A l'instar des grandes chanteuses de blues, Janis transcendait les chansons d'autrui comme personne auparavant n'avait su le faire. Son ultime et posthume succès, " Me And Bobby McGee ", né de la plume de son amant Kris Krisstoferson, n'a de valeur que par sa voix. Janis quittera la vie en 1970 en proclamant que " la liberté n'est rien d'autre qu'un mot signifiant qu'il n'y a plus rien à perdre ". Toujours terriblement entourée, Joplin a toujours semblé, pourtant, souffrir de la solitude. À cela, rien de paradoxal : redoutant ce douloureux isolement, elle avait pour obsession d'être en permanence accompagnée, si possible par une "foultitude".
L'auteur Arturo Blay attribue en partie cette solitude à sa tentative de "décrocher" de l'héroïne. Elle tenait à s'éloigner des amis qui en consommaient ; mais cet effort ne lui permettait pas, non plus, de retrouver l'amitié de ceux et celles qu'elle avait perdus en raison de sa dépendance, notamment Linda Gravenites, femme de Nick Gravenites, nouveau chanteur de Big Brother.
Ne déclarait-elle pas : "Sur scène, je fais l'amour avec 25 000 personnes, puis je rentre seule chez moi". Il s'agit tout à fait du thème déjà développé en 1962 par Ricky Nelson dans " Teenage Idol " (et, en français, par Johnny, " L'Idole des jeunes "). Interviewée en octobre 1968, alors qu'elle est désormais une énorme vedette, Janis ouvre son cur : - Votre façon de vivre a dû changer de manière radicale, en deux ans et demi... - C'est certain. Je suis encore plus seule qu'avant ! Je n'ai plus la moindre chance de tomber amoureuse ou d'avoir de nouveaux amis. Je n'ai plus besoin de personne. C'est effrayant, surtout pour une femme. Cet aveu est doublement tragique : Janis, quelques mois auparavant (Noël 1967), décidait d'avorter pour ne pas briser sa carrière en pleine ascension ; impossible pour elle, de toute façon, de savoir de qui était le bébé qu'elle aurait pu porter.
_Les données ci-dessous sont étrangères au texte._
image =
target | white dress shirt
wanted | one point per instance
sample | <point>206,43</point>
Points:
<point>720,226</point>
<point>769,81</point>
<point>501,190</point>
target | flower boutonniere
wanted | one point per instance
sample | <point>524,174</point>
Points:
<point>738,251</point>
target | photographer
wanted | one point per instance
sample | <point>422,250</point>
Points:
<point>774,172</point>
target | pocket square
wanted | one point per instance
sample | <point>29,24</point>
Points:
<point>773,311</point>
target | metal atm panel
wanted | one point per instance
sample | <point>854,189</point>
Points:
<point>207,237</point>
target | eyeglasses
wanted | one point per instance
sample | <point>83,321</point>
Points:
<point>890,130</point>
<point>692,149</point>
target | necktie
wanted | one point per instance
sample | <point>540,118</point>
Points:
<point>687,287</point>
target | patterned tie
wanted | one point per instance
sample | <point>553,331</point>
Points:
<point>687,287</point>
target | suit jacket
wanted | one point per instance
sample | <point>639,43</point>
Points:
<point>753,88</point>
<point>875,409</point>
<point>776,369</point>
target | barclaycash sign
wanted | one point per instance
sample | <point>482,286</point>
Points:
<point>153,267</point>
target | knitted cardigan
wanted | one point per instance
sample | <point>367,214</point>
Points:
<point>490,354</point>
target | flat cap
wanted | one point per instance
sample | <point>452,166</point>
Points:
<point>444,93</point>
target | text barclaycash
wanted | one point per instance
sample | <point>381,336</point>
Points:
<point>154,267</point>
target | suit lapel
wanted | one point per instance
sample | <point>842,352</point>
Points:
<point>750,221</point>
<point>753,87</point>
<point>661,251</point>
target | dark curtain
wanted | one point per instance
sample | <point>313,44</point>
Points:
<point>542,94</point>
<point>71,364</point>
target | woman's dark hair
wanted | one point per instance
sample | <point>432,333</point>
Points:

Mais s'agissait-il d'un sacrifice délibéré ou obéissait-elle aux directives de son entourage ?
A se demander même si c'était vraiment Janis ou son entourage, qui voulait qu'elle devienne star ; son fidèle ami Sam Andrew reste persuadé qu'elle ne serait pas morte à 27 ans si elle n'avait pas quitté son groupe Big Brother and the Holding Company. Début 1968, la cote de Big Brother a encore progressé. Les cachets, cette fois, se montent à 4 500 dollars par concert. En février, le groupe s'installe au Chelsea Hotel de New York. C'est là qu'elle vit une triste histoire d'amour avec le poète chanteur canadien Leonard Cohen. L'union de deux artistes qui sont peut-être devenus des pôles d'attraction pour masquer leur laideur physique... C'est en pensant à Janis que Leonard écrit, justement, " Chelsea Hotel ". Il regrettera plus tard d'avoir révélé à qui était dédiée cette chanson. Durant ce séjour new-yorkais, le groupe est présenté comme Big Brother avec Janis Joplin. Ils enregistrent un album qui est produit par John Simon dont on peut prévoir qu'il ne s'entendra pas avec les musiciens.
Il semble évident que leur manager Grossman est intervenu insidieusement pour désigner ce producteur plutôt qu'un autre. La manuvre ne peut que contribuer à détériorer l'ambiance : Simon est réputé pour être tatillon, exigeant, perfectionniste, alors que les musiciens de Big Brother, bien qu'excessivement talentueux, sont plutôt brouillons. Simon déclare ouvertement qu'il trouve les séances bien piètres ; Janis abonde dans son sens. La légende raconte que près de deux cents chansons auraient été enregistrées (ça semble peu crédible) et pratiquement toutes refusées par l'irascible producteur. En concert, en revanche, les performances restent brillantes, à tel point que le 33 tours sera complété par un extrait de concert plutôt que par un enregistrement studio jugé médiocre. Le mixage sera finalement réalisé à Los Angeles, simplement par Janis et son producteur. Les musiciens ne daignent même pas assister à cette étape, pourtant importante, dans la conception de ce disque qui, à l'origine, devait s'intituler " Sex, Dope And Cheap Thrills " (les deux premiers mots furent bannis par la Columbia). De toute évidence, les musiciens ont compris que Janis s'est détachée d'eux. Les concerts, pourtant, s'enchaînent, mais Janis ne peut supporter ce qu'elle considère devenu comme une routine, et déplore qu'artistiquement parlant la formation ne fasse plus guère de progrès. Elle ne pas tarder à larguer le groupe.